Statistical Analysis
This trial was originally designed to accrue 30 patients to assess the response rate and toxicity of thalidomide and dexamethasone in the setting of newly diagnosed multiple myeloma. On the basis of promising activity noted at interim analysis, 20 additional patients were accrued to better define toxicity and response rate.

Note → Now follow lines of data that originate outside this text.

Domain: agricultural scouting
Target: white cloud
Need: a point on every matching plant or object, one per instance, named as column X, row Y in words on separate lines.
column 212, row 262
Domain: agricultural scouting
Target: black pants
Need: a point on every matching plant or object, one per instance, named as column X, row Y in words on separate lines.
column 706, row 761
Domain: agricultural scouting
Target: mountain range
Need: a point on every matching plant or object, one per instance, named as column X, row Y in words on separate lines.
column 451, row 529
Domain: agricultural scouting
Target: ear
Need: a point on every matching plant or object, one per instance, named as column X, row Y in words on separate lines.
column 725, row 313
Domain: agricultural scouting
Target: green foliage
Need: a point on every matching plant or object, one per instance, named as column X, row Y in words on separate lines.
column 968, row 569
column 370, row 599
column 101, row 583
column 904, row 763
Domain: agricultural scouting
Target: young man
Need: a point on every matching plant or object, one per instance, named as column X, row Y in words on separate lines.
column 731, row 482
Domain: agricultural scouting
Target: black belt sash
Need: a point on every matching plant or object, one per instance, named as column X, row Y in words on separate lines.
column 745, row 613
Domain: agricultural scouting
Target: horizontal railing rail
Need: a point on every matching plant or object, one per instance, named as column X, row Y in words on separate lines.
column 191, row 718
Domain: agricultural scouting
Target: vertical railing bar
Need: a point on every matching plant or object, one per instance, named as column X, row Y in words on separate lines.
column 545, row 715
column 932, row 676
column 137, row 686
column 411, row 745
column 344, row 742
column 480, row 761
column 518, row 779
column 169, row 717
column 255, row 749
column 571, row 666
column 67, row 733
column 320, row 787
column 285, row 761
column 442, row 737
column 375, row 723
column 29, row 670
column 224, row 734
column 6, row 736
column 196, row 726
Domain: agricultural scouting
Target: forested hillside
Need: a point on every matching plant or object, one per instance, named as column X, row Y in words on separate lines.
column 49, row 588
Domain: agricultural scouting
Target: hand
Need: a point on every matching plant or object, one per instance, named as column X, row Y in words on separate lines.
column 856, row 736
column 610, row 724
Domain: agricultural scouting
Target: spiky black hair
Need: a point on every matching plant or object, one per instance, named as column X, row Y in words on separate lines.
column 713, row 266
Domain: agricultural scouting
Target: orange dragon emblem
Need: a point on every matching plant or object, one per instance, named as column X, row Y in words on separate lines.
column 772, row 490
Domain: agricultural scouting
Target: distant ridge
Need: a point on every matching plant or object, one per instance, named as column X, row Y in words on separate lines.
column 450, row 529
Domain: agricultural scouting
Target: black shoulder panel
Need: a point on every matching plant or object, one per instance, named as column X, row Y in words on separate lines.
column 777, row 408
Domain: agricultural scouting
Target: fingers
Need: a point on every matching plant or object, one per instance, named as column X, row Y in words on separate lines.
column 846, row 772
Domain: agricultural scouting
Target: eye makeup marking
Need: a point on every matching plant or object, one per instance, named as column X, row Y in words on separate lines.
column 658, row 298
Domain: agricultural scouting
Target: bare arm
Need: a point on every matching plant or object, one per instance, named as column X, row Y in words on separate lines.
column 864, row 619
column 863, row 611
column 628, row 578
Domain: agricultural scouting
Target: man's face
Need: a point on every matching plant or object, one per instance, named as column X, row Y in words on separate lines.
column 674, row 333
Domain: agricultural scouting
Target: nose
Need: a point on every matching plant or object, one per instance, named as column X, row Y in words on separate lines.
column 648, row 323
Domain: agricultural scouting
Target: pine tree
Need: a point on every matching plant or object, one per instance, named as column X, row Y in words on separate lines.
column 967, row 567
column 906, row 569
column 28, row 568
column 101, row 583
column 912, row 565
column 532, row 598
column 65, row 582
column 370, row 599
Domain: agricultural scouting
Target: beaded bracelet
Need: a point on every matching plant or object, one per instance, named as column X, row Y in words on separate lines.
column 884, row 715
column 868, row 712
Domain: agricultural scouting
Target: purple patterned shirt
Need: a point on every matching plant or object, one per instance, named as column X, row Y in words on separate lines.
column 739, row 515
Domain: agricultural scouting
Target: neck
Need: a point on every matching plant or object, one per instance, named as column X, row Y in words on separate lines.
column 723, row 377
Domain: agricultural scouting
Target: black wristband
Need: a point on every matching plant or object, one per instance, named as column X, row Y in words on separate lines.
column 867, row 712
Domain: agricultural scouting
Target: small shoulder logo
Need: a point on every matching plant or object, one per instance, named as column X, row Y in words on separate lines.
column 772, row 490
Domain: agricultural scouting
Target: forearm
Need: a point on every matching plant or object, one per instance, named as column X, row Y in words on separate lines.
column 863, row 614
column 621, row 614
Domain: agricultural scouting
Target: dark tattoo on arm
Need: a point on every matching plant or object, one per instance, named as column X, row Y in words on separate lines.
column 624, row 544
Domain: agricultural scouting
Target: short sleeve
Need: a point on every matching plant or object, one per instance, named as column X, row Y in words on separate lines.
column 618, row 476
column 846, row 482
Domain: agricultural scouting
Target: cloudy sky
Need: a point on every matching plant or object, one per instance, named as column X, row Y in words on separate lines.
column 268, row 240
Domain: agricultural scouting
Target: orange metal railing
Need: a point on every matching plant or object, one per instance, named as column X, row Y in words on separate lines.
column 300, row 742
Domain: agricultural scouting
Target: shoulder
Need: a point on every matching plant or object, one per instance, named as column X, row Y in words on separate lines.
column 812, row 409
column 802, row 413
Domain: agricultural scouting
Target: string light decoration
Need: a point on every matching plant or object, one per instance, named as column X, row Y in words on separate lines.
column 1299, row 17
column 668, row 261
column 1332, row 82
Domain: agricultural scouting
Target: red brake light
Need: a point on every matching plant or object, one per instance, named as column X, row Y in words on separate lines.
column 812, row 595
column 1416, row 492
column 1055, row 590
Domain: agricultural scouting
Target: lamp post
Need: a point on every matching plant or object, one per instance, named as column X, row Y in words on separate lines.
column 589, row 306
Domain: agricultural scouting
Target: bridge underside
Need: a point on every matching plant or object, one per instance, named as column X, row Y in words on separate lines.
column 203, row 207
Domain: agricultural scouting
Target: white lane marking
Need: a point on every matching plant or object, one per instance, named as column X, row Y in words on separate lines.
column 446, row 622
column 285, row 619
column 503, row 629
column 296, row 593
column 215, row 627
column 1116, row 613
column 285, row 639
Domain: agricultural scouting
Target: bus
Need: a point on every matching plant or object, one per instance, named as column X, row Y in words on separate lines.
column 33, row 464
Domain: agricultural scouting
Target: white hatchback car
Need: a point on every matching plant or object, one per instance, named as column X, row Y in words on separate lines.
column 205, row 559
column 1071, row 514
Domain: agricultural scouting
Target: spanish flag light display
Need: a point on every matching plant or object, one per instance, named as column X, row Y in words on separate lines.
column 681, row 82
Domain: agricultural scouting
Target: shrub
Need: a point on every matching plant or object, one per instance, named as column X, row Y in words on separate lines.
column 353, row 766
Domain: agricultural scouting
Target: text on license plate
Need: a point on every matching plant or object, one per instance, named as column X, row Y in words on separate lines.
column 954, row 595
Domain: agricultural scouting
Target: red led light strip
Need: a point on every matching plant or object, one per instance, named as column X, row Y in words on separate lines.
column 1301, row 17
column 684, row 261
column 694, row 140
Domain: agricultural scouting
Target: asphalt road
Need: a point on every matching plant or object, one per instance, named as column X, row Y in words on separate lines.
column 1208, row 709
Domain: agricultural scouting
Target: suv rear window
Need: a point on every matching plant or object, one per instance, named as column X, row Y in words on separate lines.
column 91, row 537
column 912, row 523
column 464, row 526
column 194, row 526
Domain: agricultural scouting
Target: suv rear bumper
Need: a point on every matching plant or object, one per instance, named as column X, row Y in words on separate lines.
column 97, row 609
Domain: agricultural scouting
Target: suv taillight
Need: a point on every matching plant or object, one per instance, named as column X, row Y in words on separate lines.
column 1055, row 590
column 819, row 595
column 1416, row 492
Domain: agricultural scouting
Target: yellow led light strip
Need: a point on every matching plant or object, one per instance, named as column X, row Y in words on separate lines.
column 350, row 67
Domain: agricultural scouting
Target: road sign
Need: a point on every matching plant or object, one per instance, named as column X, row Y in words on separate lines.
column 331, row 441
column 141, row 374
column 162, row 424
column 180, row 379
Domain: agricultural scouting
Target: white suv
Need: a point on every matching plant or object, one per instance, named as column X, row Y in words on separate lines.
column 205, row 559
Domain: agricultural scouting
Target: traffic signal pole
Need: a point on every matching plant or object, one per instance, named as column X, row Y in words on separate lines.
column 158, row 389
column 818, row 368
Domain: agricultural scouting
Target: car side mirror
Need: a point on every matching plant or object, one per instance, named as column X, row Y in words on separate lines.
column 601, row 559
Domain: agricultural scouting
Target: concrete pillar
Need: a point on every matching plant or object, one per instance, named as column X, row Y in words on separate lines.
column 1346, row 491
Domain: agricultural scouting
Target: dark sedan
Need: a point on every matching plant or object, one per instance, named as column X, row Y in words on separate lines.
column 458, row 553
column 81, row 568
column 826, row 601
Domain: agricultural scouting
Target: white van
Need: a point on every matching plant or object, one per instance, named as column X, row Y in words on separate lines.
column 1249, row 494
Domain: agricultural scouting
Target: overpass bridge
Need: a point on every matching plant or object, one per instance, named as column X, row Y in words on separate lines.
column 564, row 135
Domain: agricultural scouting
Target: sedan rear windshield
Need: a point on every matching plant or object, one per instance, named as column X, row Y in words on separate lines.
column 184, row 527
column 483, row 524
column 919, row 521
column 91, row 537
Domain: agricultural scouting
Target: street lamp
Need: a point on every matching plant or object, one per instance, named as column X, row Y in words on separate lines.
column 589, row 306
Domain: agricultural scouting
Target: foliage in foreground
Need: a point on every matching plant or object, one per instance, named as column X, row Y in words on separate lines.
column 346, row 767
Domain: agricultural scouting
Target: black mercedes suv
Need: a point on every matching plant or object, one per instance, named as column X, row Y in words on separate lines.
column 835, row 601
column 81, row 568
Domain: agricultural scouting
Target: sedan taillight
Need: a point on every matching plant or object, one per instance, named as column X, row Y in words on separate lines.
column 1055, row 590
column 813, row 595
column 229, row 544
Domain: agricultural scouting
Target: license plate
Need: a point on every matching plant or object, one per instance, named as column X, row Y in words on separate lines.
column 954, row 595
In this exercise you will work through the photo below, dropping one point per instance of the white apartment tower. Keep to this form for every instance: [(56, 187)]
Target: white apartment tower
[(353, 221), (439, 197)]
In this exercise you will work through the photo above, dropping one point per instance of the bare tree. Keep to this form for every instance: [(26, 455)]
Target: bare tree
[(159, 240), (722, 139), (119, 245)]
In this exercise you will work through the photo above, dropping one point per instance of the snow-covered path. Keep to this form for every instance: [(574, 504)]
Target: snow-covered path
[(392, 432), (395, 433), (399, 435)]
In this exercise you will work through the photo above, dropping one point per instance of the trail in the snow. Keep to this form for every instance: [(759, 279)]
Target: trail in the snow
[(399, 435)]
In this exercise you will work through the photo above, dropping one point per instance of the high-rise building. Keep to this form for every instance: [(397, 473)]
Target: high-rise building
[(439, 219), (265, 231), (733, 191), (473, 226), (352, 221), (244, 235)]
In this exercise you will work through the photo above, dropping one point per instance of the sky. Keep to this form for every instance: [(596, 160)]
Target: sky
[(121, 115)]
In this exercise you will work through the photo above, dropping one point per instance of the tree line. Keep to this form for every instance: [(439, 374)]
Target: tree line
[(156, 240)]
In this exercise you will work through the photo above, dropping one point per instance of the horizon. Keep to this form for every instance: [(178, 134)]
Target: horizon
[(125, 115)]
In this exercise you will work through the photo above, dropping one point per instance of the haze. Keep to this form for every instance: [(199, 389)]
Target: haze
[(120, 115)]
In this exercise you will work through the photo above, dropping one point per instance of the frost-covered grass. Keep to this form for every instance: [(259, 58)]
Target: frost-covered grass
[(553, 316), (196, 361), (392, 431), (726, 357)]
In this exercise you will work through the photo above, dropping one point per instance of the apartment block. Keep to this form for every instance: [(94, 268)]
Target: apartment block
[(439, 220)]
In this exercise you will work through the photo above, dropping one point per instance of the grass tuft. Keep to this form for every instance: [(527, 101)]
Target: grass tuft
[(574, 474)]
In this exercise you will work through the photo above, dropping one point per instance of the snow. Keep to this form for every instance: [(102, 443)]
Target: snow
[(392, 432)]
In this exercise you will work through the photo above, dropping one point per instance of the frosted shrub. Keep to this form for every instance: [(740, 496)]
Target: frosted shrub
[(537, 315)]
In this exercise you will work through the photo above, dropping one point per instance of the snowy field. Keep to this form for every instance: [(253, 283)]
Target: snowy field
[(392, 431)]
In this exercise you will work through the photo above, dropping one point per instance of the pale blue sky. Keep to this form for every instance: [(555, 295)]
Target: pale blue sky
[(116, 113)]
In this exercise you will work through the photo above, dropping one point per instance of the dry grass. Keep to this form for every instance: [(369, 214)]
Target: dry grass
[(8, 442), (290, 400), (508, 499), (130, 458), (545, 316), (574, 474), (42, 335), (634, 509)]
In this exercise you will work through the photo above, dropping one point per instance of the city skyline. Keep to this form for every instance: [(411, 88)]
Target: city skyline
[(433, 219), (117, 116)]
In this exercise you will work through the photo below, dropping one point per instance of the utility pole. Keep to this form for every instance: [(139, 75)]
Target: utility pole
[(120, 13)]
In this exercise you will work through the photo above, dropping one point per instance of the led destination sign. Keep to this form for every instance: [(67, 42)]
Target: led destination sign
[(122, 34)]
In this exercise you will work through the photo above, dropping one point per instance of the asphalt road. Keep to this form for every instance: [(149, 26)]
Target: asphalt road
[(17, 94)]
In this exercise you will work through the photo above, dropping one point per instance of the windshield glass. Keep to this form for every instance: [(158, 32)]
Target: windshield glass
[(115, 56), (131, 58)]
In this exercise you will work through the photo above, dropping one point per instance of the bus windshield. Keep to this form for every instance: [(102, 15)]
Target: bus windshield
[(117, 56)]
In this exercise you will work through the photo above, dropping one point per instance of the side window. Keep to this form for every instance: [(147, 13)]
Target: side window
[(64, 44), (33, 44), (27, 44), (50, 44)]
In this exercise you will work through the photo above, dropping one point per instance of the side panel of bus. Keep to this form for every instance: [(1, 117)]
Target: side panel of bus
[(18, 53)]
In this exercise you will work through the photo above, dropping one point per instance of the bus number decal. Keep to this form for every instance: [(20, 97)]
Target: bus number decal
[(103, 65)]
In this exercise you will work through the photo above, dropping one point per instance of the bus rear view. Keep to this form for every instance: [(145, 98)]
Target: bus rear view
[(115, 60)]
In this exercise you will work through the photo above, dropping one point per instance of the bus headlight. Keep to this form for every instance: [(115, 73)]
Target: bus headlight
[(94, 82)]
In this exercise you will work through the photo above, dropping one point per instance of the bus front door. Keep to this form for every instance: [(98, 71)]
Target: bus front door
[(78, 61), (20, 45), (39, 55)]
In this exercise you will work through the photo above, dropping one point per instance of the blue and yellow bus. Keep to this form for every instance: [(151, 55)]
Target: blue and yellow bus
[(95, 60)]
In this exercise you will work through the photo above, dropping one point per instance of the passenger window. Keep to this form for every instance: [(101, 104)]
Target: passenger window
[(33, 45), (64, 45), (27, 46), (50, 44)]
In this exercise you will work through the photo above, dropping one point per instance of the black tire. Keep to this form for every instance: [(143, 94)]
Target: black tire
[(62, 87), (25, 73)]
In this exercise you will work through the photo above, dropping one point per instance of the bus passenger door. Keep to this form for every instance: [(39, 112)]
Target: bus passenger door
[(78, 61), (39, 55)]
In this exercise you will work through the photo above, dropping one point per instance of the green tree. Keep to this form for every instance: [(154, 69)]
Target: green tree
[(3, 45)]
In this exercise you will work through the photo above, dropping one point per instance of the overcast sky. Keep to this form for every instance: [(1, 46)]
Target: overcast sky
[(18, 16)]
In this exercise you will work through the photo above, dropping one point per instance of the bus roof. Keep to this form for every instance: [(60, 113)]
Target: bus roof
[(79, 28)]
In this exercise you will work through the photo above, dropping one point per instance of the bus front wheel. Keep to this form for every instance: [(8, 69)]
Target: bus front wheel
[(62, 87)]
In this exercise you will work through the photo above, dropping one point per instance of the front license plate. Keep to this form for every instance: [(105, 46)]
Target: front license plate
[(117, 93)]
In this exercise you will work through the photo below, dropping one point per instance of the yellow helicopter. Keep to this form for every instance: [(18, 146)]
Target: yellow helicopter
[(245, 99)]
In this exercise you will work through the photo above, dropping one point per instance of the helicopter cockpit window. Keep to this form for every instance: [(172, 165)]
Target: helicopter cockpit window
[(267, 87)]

Ninety-five percent confidence intervals (CIs) for the confirmed response probability were calculated using exact binomial 95% CIs. Toxicity incidence was estimated and summarized using frequency and descriptive techniques to assess any patterns. The Fisher’s exact test was used to compare differences in nominal variables.

	RESULTS

TOP ABSTRACT INTRODUCTION PATIENTS AND METHODS RESULTS DISCUSSION REFERENCES

 
Patient characteristics are listed in Table 1. The median age was 61 years (range, 33 to 78 years). The median serum M protein level before therapy was 3.8 g/dL (range, 0.0 to 7.6 g/dL). The bone marrow plasma cell percentage before therapy ranged from 10% to 97% (median, 41%).

Response to Therapy
Thirty-two of the 50 patients (64%) had a response to therapy (95% CI, 49% to 77%). An additional 14 patients were categorized as stable disease and all had more than a 25% reduction in serum and urine M protein and can be considered as minor responses. If these minor responses are included, the overall response rate increases to 92%. The level of M protein reduction and bone marrow plasma cell reduction is listed in Table 2. When response was assessed by baseline M immunoglobulin (Ig) subtype, the confirmed response rates for IgG, IgA, and light-chain only were similar at 62%, 64%, and 60%, respectively. Four patients were taken off the study because of progressive disease after initial response.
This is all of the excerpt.